August 14, 2013
Moonshine has moved uptown to Main Street. Even with 200 dry counties still on the books across the United States, moonshine has jumped from the deep woods to the shelves of Walmart. And producers, once with a perpetual ear to the ground, are no longer running from the feds. In short, the bootlegger’s son has gone legit.
It was only 12 years ago when fedreral agents brought the hammer down on the largest moonshine bust in U.S. history, shutting down 27 bootleggers in a sweep that stretched from North Carolina to Pennsylvania. The network had produced 1.5 million gallons of shine — a $20 million tax feint.

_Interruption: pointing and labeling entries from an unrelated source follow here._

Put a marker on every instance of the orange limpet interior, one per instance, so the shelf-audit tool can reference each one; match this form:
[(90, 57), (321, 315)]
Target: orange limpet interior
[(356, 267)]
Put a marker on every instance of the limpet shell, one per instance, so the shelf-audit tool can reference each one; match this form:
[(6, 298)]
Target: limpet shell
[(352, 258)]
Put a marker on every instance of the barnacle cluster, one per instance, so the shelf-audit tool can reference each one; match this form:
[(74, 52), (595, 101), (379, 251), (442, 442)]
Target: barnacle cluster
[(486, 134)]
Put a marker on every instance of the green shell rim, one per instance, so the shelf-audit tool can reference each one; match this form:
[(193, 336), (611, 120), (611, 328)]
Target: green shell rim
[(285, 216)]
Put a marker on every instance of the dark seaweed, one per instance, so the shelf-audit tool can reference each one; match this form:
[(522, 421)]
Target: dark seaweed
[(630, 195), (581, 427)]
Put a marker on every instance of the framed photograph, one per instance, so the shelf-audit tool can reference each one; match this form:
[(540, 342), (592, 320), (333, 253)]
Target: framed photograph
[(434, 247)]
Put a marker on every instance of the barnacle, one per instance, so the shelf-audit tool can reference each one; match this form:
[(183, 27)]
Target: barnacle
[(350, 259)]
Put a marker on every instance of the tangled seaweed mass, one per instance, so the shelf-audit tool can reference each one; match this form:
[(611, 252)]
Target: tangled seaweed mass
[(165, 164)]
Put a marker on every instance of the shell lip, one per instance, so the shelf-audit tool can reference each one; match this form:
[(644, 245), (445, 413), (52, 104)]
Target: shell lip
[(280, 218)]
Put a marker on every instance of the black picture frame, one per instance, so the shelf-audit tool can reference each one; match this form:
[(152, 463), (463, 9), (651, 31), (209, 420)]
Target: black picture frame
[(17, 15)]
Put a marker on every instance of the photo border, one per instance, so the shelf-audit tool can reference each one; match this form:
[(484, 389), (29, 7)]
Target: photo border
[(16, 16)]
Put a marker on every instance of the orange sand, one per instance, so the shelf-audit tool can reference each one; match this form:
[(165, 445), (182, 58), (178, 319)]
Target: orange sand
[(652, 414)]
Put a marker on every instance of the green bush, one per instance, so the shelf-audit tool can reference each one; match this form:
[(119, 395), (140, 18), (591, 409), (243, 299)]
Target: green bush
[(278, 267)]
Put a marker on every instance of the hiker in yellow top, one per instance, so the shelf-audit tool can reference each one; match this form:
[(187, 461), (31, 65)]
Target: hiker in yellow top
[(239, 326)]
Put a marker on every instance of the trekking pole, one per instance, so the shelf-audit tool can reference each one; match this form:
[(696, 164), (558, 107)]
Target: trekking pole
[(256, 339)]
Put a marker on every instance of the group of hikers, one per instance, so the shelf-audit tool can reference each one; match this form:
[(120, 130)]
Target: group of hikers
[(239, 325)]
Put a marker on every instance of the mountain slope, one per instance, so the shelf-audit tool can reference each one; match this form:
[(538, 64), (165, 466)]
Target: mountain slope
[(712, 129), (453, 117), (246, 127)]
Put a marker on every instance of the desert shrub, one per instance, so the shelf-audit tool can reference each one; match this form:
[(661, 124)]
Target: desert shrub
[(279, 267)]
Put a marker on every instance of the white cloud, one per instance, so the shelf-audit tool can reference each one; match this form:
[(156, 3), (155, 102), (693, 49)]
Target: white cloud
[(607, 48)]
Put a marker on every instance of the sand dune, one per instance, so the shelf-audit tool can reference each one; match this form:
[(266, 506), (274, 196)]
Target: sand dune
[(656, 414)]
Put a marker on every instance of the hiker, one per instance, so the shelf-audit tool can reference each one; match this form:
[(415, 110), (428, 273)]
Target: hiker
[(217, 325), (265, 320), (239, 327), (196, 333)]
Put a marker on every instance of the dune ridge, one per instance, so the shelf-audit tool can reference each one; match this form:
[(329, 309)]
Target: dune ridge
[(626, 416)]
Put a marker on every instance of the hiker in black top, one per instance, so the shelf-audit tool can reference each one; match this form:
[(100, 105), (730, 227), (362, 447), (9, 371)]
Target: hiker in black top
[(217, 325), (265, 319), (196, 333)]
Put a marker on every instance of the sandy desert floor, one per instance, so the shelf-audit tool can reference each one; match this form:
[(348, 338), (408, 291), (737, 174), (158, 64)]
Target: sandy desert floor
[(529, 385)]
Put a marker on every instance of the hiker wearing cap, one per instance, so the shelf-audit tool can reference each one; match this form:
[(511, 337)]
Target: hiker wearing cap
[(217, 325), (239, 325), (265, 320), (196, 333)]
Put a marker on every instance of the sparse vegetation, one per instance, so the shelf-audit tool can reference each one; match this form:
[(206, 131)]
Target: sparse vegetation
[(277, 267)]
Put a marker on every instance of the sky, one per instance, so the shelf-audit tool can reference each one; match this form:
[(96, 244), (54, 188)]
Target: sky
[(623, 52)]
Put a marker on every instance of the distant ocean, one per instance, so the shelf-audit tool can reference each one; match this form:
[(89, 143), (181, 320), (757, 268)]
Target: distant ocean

But even in east Tennessee, or the Ozarks, or many other regions across the U.S., the white lightning stigma is gone. State legislatures have made it easier for small companies to get a distillery license; in the name of laissez faire, history — and taxable income of course. Ole Smoky Distillery was the first through Tennessee’s legal door. “The only difference is that we’re not hiding anything now. It’s the same drink, the same spirit, only we don’t have to look over our shoulders,” founding partner Joe Baker told the Wall Street Journal. And in North Carolina, Piedmont Distillers’ Midnight Moon, fronted by bootlegging legend Junior Johnson, holds the No. 1 sales spot for moonshine volume in the U.S. In 1956, Johnson was sentenced to two years in prison for bootlegging; served 11 months, and was later pardoned by Ronald Reagan. In a scenario ready-made for a Dukes of Hazzard script, Johnson went on to use his high-speed bootlegging skills on the NASCAR circuit and tallied 50 wins by his retirement in 1966.

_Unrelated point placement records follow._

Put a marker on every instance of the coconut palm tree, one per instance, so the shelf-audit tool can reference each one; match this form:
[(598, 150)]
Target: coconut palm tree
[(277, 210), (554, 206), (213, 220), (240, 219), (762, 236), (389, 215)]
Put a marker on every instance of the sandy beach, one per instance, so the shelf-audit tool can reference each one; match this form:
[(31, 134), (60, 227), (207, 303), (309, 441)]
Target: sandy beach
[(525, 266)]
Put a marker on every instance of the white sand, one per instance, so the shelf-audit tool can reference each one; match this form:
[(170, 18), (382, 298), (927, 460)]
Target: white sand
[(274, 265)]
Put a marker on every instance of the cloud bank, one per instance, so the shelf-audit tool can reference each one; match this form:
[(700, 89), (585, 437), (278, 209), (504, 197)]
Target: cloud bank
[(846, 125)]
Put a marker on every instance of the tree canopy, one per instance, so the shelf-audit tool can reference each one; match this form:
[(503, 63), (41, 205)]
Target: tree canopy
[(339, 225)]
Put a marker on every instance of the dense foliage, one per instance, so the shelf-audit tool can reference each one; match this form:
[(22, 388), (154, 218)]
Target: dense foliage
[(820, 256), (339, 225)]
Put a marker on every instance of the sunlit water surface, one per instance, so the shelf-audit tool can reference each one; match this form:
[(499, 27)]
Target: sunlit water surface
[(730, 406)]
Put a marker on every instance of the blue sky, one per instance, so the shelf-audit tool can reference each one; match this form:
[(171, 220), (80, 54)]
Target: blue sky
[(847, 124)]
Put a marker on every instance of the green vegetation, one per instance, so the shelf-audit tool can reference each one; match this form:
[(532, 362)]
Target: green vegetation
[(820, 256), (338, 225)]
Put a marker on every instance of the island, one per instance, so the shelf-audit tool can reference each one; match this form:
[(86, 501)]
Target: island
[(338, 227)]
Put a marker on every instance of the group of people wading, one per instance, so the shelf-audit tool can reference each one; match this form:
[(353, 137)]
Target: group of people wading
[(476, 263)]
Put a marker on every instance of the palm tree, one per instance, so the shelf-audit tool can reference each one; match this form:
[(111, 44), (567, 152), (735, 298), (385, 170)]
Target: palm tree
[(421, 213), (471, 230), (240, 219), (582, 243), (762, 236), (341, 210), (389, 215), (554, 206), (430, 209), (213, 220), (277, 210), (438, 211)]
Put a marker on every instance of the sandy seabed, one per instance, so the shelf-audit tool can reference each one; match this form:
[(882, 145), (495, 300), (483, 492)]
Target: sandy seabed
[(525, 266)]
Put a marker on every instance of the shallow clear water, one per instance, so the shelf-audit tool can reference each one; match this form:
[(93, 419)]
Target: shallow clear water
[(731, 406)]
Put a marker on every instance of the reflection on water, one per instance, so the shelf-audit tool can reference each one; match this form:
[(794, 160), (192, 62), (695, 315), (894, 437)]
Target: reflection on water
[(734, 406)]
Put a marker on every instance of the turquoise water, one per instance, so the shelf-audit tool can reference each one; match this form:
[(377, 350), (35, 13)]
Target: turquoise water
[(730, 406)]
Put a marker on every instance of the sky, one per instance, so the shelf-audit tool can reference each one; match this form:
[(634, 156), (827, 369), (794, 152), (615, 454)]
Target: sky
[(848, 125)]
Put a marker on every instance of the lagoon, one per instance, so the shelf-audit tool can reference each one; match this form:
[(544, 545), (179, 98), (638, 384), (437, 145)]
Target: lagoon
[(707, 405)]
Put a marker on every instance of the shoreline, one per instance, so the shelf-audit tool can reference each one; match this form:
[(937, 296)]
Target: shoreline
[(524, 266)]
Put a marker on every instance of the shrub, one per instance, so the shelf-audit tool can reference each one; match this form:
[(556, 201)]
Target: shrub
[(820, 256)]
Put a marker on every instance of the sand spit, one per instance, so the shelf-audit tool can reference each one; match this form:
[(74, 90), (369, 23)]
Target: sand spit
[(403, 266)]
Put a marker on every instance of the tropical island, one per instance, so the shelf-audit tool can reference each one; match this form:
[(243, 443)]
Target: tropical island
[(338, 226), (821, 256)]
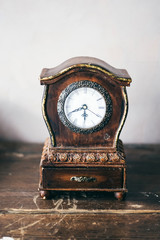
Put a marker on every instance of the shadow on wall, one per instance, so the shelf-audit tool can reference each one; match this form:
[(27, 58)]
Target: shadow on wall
[(18, 124)]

Local farmers have benefitted from the rise in moonshine distilleries. Max Watman, author of “Chasing the White Dog: An Amateur Outlaw's Adventures in Moonshine” told NPR the connection between farmers and distillers is thriving, and has helped some producers during the recession. “It's a market that's very focused on staying local. I can't tell you how many stories I've heard about peach farmers' crops being knocked down by a storm and the local distillery buying up that fallen crop, because they don't care what the peaches look like."

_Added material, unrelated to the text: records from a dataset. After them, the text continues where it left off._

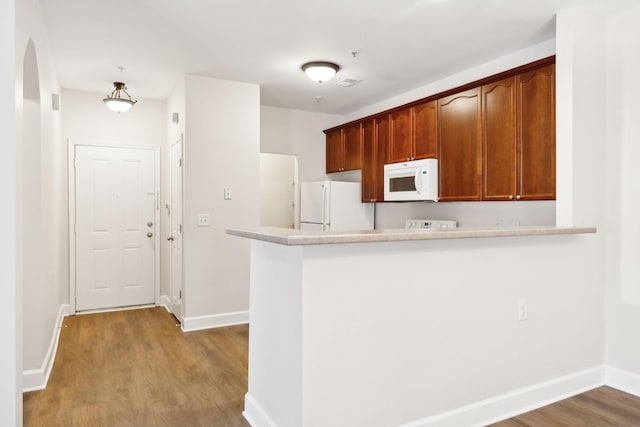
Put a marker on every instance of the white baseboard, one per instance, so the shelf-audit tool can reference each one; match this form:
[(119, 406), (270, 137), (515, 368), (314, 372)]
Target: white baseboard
[(165, 302), (622, 380), (254, 414), (516, 402), (36, 379), (215, 321), (484, 412)]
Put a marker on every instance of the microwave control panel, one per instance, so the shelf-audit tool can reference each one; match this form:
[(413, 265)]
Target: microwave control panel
[(429, 223)]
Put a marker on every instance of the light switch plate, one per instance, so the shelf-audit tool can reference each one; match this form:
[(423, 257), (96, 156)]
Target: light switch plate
[(203, 220)]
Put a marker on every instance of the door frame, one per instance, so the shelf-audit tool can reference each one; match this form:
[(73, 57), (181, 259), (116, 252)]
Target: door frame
[(179, 142), (71, 150)]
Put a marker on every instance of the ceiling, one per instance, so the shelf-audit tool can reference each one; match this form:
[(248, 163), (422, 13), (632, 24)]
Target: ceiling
[(399, 44)]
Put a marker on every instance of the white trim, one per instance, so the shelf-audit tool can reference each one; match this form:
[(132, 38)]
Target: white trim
[(165, 302), (215, 321), (112, 309), (72, 211), (622, 380), (254, 414), (36, 379), (516, 402)]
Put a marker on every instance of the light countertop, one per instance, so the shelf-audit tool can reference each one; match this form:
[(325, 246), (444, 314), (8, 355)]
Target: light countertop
[(291, 237)]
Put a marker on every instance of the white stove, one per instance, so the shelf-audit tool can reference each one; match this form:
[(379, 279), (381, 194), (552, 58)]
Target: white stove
[(429, 223)]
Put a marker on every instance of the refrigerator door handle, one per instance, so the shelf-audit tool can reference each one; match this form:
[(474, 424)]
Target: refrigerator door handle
[(325, 203)]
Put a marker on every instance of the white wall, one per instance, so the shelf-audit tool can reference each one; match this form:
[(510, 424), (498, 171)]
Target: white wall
[(622, 228), (297, 132), (45, 286), (86, 119), (175, 104), (11, 309), (221, 150)]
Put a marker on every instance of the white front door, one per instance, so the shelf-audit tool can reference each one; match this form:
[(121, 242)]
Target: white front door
[(115, 227), (176, 231)]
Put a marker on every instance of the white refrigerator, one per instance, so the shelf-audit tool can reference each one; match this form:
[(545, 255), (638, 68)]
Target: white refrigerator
[(334, 206)]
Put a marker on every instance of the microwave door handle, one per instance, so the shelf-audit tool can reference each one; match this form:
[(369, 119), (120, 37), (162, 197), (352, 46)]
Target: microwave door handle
[(417, 180)]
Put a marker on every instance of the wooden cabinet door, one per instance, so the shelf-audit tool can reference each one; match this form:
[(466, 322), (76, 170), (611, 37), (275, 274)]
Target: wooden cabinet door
[(382, 150), (536, 134), (352, 136), (499, 140), (400, 136), (460, 146), (369, 159), (375, 136), (335, 151), (425, 130)]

Once mocked as the drink of rednecks and hillbillies, moonshine has gained a new respect — certainly from the angle of historical folklore. Moonshine has flowed through the cracks of federal surveillance for a few hundred years. When the government began taxing liquor in 1791 — brewers began ducking and dodging, never to stop. And when Prohibition reigned as law from 1920-1933, moonshiners cranked up the stills for a thirsty public. (Prohibition also did wonders for the wine industry — offering wine grape farmers a series of legal loopholes to squeeze through. “Fruit juice” and “sacramental wine” exclusions helped wine grape acreage surge for grinning California wine grape farmers.)
Americans are buying into the moonshine folklore — and more importantly for a new breed of distilleries — are buying the legal moonshine.